地デジ再送信アンテナの製作、実験

地デジの電波が弱いところではテレビ電波の受信は困難です。特に鉄筋コンクリートの建物の中では携帯電話のワンセグ受信は不可能に近いです。壁面端子からの電波を簡単なアンテナに接続して地デジ電波を再送信する実験をしてみました。

地デジの電波が弱いところでのワンセグ受信の方法

地デジの電波が弱い所でも、もし、建物の中にテレビ用のアンテナの 壁面端子楽天 があれば、携帯電話のワンセグで受信できる可能性があります。つまり、壁面端子からの電波を簡単なアンテナに接続して、地デジの電波を再送信してやるのです。

もちろん、携帯電話に地デジ受信用のアンテナ端子があれば、このようなことは必要ありません。今回は、私が入院中に鉄筋コンクリートの建物の病院で実験してみました。

鉄筋コンクリートの病院内で実験した地デジ再送信アンテナ

地デジ再送信アンテナの実験

この写真が鉄筋コンクリートの病院内で実験した地デジ再送信アンテナです。写真の中央部の丸くループになったものです。

この病院付近では地デジ電波の強度が微弱で建物の外でもワンセグの受信は難しい所です。この写真は手前に病院備え付けの夜間手元照明が見えています。これに携帯電話を吊り下げました。

向こうに私の作った地デジ電波の再送信アンテナが見えています。1波長のループアンテナです。壁面のアンテナ端子から2分配器を通してこのアンテナに接続していますが、2分配器を使わずに直接このアンテナに接続してもかまいません。このように、壁面端子の微弱な電波でも再送信すると、数メートルは電波を飛ばすことができます。

ループアンテナの指向性は、見かけのループの丸い面が広く見える程その方向への指向性があることになります。

実験結果

壁面端子の信号レベルは不明でしたが、その部屋ではアンテナから数メートル以内は、テレビの受信が可能でした。安定に受信できるのはアンテナから1メートル以内でしょう。

これを使えば、病院が備え付けているテレビを使わないので、テレビの使用料は要りません。携帯電話の電気代として請求されるかも知れません。しかし、携帯電話の電気代は次のようにわずかなものです。

携帯電話の一回の充電の電気代は約0.1〜0.2円です。一回の充電で約5時間テレビが見られます。(私の携帯電話の充電池は公称値で3.7V,800mAHなので、電力量は約3Whです。1kWhの電気代を多めに見て30円とすると、3Whは0.09円となります。充電の能率が悪いとしても、携帯電話の一回の充電の電気代は0.2円以下でしょう。)

一波長ループアンテナの作り方

5C-FBのような5C系の同軸ケーブルを使っても良いのですが、5C系の同軸ケーブルは太いので、TVEFCXや4C-FB系の細い同軸ケーブルで作った方が使いやすいでしょう。

同軸ケーブルの先に、ループアンテナを接続する方法は次のようにすると、ハンダ付けが要りません。長さ約50cmのミノムシクリップ付きコードをループエレメントに使用します。同軸ケーブルの芯線にループの片方のミノムシクリップを接続して、ループのもう一方を同軸ケーブルの外側のシールド線に接続するだけです。

同軸ケーブルの芯線を直接ミノムシクリップでつかむと、芯線が切れやすいので、芯線を折り返して芯線の周りの絶縁物と一緒に掴んでやると良いでしょう。その場合は、同軸ケーブルの外皮の編組線に接触しないように注意します。

その後、ビニルテープで絶縁と補強をすれば一波長ループアンテナの完成です。
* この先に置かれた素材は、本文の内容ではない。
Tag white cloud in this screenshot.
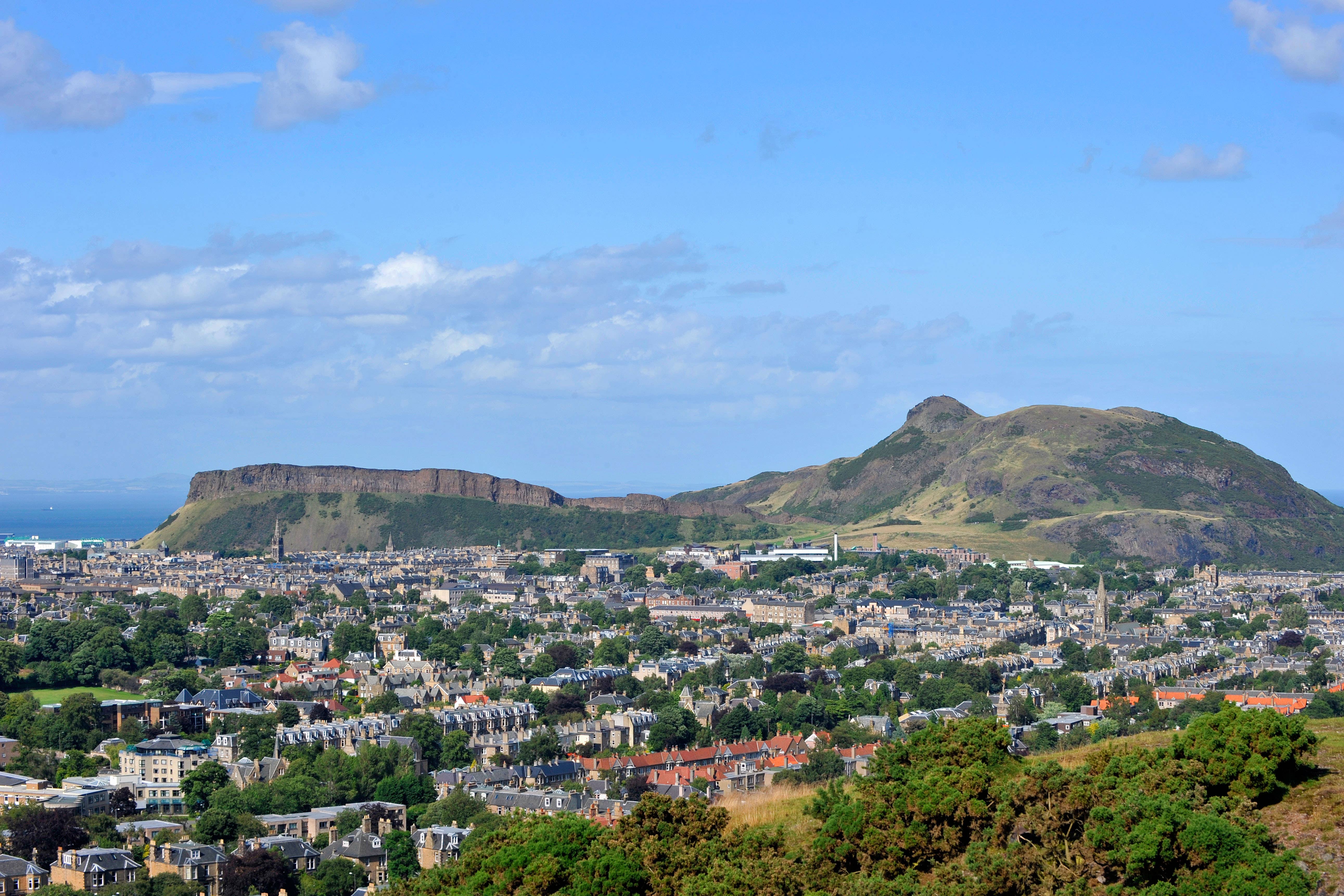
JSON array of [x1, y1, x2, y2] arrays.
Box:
[[0, 234, 969, 419], [261, 0, 355, 16], [145, 71, 261, 103], [1228, 0, 1344, 81], [145, 320, 247, 357], [399, 326, 495, 368], [723, 279, 785, 296], [255, 22, 378, 130], [368, 252, 448, 289], [0, 19, 152, 128], [1138, 144, 1246, 180]]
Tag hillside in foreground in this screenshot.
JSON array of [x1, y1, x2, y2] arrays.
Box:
[[388, 705, 1333, 896], [683, 396, 1344, 568]]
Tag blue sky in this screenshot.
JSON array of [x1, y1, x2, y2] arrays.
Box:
[[0, 0, 1344, 494]]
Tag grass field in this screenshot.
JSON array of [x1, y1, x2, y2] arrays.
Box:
[[1261, 719, 1344, 893], [17, 688, 140, 704]]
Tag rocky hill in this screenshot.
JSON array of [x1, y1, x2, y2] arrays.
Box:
[[141, 463, 789, 551], [671, 396, 1344, 568]]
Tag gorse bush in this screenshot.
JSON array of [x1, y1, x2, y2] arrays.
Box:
[[390, 707, 1316, 896]]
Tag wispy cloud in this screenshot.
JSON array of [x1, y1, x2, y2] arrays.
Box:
[[0, 234, 969, 424], [145, 71, 261, 103], [0, 19, 153, 129], [995, 312, 1074, 352], [1138, 144, 1246, 180], [1222, 201, 1344, 249], [255, 22, 378, 130], [1228, 0, 1344, 81], [723, 279, 785, 296], [261, 0, 355, 16], [1078, 147, 1101, 175]]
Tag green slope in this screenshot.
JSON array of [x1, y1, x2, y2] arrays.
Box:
[[673, 396, 1344, 568]]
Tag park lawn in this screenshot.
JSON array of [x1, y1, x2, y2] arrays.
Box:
[[17, 688, 142, 704]]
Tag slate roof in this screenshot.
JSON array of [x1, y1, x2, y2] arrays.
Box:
[[323, 830, 387, 861]]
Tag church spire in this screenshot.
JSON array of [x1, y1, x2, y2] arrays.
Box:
[[1097, 570, 1110, 636]]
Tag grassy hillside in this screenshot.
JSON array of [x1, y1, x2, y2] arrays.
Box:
[[142, 492, 773, 551], [673, 396, 1344, 568]]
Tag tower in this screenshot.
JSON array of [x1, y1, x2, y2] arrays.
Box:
[[1095, 571, 1110, 637]]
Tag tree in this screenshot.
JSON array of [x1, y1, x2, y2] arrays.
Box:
[[637, 623, 671, 657], [107, 787, 138, 818], [625, 775, 653, 799], [441, 731, 476, 768], [332, 623, 378, 657], [181, 762, 228, 811], [770, 641, 808, 673], [304, 858, 368, 896], [383, 830, 419, 880], [1008, 696, 1037, 725], [493, 650, 523, 678], [191, 809, 238, 844], [364, 690, 402, 712], [419, 785, 489, 828], [546, 641, 579, 669], [336, 809, 364, 837], [1087, 644, 1111, 672], [219, 849, 298, 896], [528, 653, 559, 678], [398, 712, 443, 771], [5, 805, 89, 868], [593, 634, 630, 666], [177, 594, 210, 625], [1278, 603, 1309, 630]]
とても簡単でしょう。

1波長ループの長さは、使用する中心周波数を約600MHzとすると、波長が約50cmになります。私は長さ約50cmのミノムシクリップ付きコードをループに使用しましたので、クリップでつかんだだけです。ループの長さは少しぐらい違っても問題はありません。

1波長ループアンテナのインピーダンスは、約110オームですので、テレビ受信用ということもあり、75オームの同軸ケーブルに直接接続して全く問題ありません。

半波長ダイポールや1/4波長のモノポールアンテナでも良いでしょう

別に、一波長のループアンテナでなくても、半波長ダイポールや1/4波長のモノポールアンテナでも製作することができます。要は工夫次第です。色々なアンテナで実験してみてください。電波はとても微弱なので法に触れることはないでしょう。

地上デジタルテレビ放送の電波の周波数(参考)

現在の地デジ放送、UHF(13ch〜62ch) 50チャンネル分
470MHz〜770MHzの300MHz
将来の地デジ放送UHF(13ch〜52ch) 40チャンネル分
470MHz〜710MHzの240MHz

将来は現在テレビに割り当てられているUHFの60MHzを他に転用しますので、40チャンネル分240MHzとなります。